I’ve written about the unsustainable economics of getting a PhD and becoming an academic in the past; you can read all about it here and here and here and here and here and here and here and here and here.  Katherine D. Harris has recently blogged her financial reality of being a tenured professor (and of course opened herself up to criticisms about how she spends her money and free time). Increasingly, people are citing financial reasons for passing on an academic career.

But I want to bring up the question of debt when it comes to salaries, that the two aren’t related. That’s not necessarily true; plenty of professions recognize the heavy debt load their young professionals graduate with and work to alleviate that burden (one thinks of nurses, doctors, and – although less now – lawyers).
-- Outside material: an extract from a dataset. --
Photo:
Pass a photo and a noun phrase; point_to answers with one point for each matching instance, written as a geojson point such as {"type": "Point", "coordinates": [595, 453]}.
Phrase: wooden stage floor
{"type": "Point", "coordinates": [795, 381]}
In order to attract graduates to less-desirable locations or lower-paying jobs, the employers often offered them the chance to have their debt paid off by the employer (or forgiven by the government, for public-sector jobs).

If salaries stay depressed, but the cost, opportunity and real, of doing a PhD continue to rise, then the only people who will become professors are those who are independently wealthy. Maybe that doesn’t bother you. But it bothers me. It’s not about professors who make more than CC professors who make more than adjuncts who make more than working in fast food (wait, they don’t). This is about rewarding the very real work, compensating for the very real opportunity costs, and rewarding the important role professors (at any and all levels) play. 

This is about making sure that higher education isn’t some hypocritical shell game.

I’m going to keep saying this: faculty work conditions are student learning conditions.  Adjuncts deserve higher pay and more job security. There ought to be more TT jobs available so that 75% of classes aren’t taught by instructors with little or no job security and low salaries. But nor should we all just be relieved and thankful if and when we do get a tenure-track job; there are some serious issues with salary compression and wage stagnation.

It’s a vicious cycle: our work is devalued which leads to lower salaries which leads to our work being devalued. How much salary is enough? I don’t know, but the salaries should at least keep up with the increasing cost of actually becoming a professor. Or, more of us will take the advice of the trolls and just not bother or get the hell out.